COMMUNIQUE DE LA FNACA

LE MEMORIAL DETOURNE

   

        En 2002, 40 ans après la fin de la guerre d'Algérie, le président Jacques Chirac inaugurait le Mémorial national de la guerre d'Algérie et des combats du Maroc et de Tunisie, que les anciens combattants français attendaient depuis 1962 !

        Il rendait ainsi l'hommage de la Nation aux 30 000 militaires morts pour la France en Afrique du Nord, dont une liste partielle de près de 25 000 noms défile en permanence sur l'écran électronique. 

        En 2010, le secrétaire d'Etat Hubert Falco, décidait d'y faire ajouter les noms des civils ayant trouvé la mort le 26 mars 1962, rue d'Isly à Alger, à l'issue d'une manifestation à caractère insurrectionnel, organisée par l'OAS, provocant l'indignation de la FNACA et de nombreuses autres associations d'anciens combattants.

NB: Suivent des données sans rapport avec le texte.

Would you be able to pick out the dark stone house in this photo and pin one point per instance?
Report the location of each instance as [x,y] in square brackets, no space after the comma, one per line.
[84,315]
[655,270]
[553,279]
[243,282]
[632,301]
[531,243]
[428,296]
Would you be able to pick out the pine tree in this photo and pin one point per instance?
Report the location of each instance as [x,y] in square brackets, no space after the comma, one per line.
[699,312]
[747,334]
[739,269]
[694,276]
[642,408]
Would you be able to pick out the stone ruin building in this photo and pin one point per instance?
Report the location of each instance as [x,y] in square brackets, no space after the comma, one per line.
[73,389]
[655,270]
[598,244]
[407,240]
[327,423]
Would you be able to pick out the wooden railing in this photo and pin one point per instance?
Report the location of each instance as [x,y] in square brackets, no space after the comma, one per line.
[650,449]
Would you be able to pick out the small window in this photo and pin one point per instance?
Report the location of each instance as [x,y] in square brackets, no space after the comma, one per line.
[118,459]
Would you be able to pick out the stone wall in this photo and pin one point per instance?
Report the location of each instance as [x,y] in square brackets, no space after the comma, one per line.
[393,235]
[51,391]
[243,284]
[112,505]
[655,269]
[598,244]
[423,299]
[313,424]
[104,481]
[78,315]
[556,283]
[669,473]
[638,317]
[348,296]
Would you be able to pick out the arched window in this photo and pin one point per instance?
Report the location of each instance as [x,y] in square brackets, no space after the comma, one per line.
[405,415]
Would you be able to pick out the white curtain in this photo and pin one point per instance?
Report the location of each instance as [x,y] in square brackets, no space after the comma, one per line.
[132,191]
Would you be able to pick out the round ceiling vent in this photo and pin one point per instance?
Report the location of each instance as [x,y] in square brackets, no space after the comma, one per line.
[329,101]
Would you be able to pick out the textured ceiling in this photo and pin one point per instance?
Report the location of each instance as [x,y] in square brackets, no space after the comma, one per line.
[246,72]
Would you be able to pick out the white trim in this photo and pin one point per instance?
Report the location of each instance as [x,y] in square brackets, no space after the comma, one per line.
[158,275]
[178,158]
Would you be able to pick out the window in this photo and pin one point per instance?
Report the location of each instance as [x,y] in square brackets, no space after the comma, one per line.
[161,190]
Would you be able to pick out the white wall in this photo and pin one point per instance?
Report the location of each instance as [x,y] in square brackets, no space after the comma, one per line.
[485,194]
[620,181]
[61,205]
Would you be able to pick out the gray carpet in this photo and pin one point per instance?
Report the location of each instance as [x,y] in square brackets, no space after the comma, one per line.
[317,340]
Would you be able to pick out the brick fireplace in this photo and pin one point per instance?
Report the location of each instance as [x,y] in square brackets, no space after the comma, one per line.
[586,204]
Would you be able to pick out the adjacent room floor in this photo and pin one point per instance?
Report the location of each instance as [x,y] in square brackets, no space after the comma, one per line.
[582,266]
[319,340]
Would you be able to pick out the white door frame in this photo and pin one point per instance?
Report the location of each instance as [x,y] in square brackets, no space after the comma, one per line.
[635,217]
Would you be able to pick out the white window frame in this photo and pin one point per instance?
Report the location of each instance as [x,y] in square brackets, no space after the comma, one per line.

        Demain, 28 février 2012, le secrétaire d'Etat Marc Laffineur présidera la cérémonie d'installation d'une liste supplémentaire de 1585 noms de victimes civiles disparues pendant la guerre d'Algérie, notamment après le cessez-le-feu contesté et combattu par l'organisation criminelle OAS.

         La FNACA, association spécifique des combats d'Afrique du Nord, considère qu'une telle initiative contribue à la confusion des mémoires et au détournement de la vocation initiale de ce Mémorial sur lequel ne figurent même pas tous les noms des soldats morts en Afrique du Nord.

        Le gouvernement cède ainsi aux pressions des mouvements extrémistes, à la veille d'une élection importante, alors qu'il persiste à refuser, dans le même temps, la commémoration officielle du cessez-le-feu du 19 mars 1962 et qu'il existe déjà un Monument aux disparus inauguré officiellement à Perpignan en 2007.

        La FNACA rappelle que le Mémorial du quai Branly, résultat de plusieurs décénies d'action des anciens combattants, est destiné à rendre hommage aux seuls militaires et supplétifs ayant trouvé la mort au service de la France.